The Saudi Foreign Ministry showed its teeth when deciding to take major steps to support the decision of the Egyptian street and public in their second revolution, supporting it by all possible means including political, diplomatic, and economic. Riyadh has now done the same regarding the Syrian revolution, taking a forceful position that cannot be overlooked.
Saudi diplomacy is known for its calm approach and for working diligently behind the scenes, rather than pursuing confrontation. This is something that was reaffirmed in the Custodian of the Two Holy Mosques’s Hajj message. King Abdullah Bin Abdulaziz stressed that Saudi Arabia would not allow external interventions to determine the fates of the Arab and Islamic people or humiliate them, continuing its great approach in fighting all forms of terrorism, oppression, and violence. In fact, the Kingdom’s recent decision took everyone by surprise. Even those most familiar with the secrets of decision-making within Saudi Arabia’s foreign policy did not expect this, particularly given that Saudi’s own UN delegation was working hard to secure the votes to be elected in the first place.

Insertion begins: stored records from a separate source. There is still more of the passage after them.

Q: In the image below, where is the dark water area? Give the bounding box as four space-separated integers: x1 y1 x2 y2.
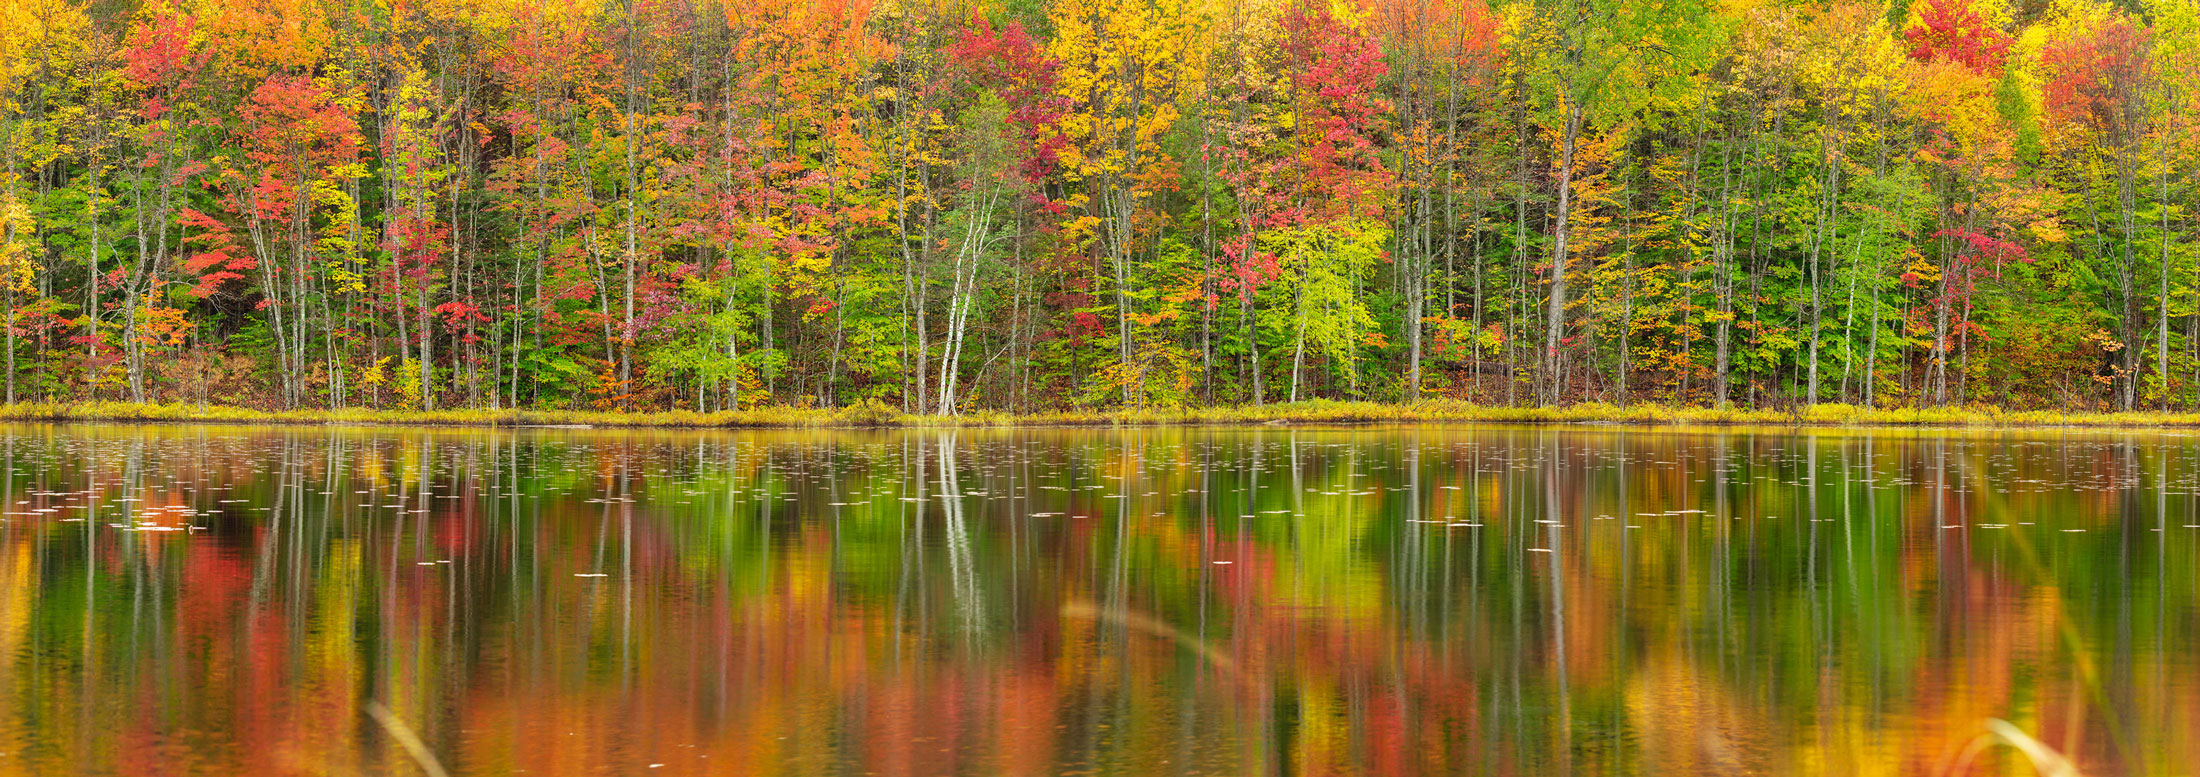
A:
0 423 2196 776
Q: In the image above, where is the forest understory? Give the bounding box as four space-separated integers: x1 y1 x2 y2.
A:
20 398 2200 431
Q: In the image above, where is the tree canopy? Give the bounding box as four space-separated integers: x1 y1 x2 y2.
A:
0 0 2194 412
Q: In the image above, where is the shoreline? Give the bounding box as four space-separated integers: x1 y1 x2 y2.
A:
7 400 2200 431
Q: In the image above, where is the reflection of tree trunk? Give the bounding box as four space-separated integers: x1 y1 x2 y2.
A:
2113 441 2136 718
620 462 634 687
937 433 979 634
1542 432 1571 774
894 435 924 656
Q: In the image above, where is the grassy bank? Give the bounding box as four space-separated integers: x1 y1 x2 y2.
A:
9 399 2200 430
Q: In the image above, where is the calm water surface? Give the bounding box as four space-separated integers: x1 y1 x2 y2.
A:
1 423 2197 776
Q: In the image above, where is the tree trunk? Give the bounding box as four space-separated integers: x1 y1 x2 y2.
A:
1542 104 1582 406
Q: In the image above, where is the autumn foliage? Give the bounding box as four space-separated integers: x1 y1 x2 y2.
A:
0 0 2190 412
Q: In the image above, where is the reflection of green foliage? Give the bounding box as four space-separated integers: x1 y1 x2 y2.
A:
6 426 2200 774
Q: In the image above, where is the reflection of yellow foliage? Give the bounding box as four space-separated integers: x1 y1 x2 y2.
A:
1627 656 1777 775
0 544 30 683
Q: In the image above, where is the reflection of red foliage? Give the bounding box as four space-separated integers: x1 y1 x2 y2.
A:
29 433 2187 777
179 535 253 634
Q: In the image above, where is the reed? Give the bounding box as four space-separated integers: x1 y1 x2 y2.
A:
12 399 2200 430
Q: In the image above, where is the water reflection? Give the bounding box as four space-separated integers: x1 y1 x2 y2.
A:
0 424 2196 776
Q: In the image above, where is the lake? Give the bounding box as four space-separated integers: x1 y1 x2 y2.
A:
0 423 2195 775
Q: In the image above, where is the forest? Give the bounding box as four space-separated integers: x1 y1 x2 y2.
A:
0 0 2194 414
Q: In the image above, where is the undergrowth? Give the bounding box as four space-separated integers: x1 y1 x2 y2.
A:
10 399 2200 430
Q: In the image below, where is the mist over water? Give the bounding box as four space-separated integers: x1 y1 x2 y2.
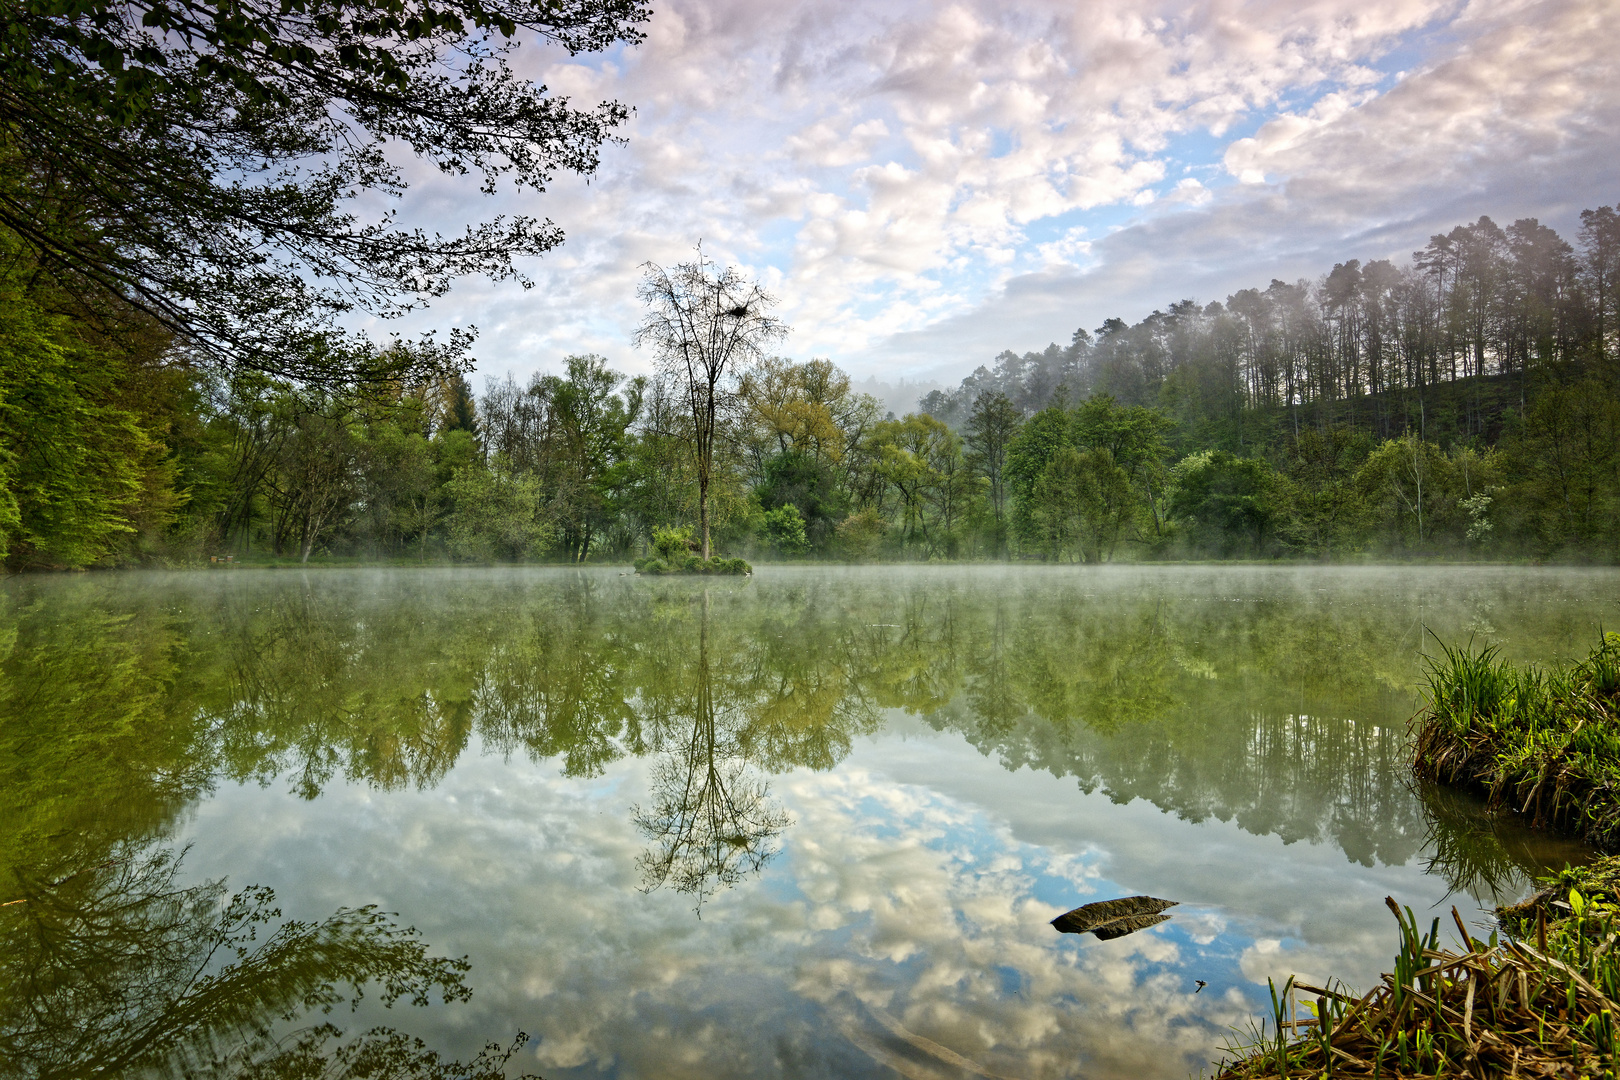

Saudi Arabia’s rejection of membership is a historic decision which is to be credited and is far more important than a two-year membership rendered valueless in the light of the Security Council’s double standards and protection of tyrants. Syria is not the only problem; there is the Iranian nuclear file, Israel’s chemical arsenal, and the many UN resolutions that Israel has failed to respect. For all of these reasons, Saudi Arabia had to reject a seat that ultimately would have gained them nothing. However, by rejecting this seat in this manner, Saudi Arabia has increased its international stature.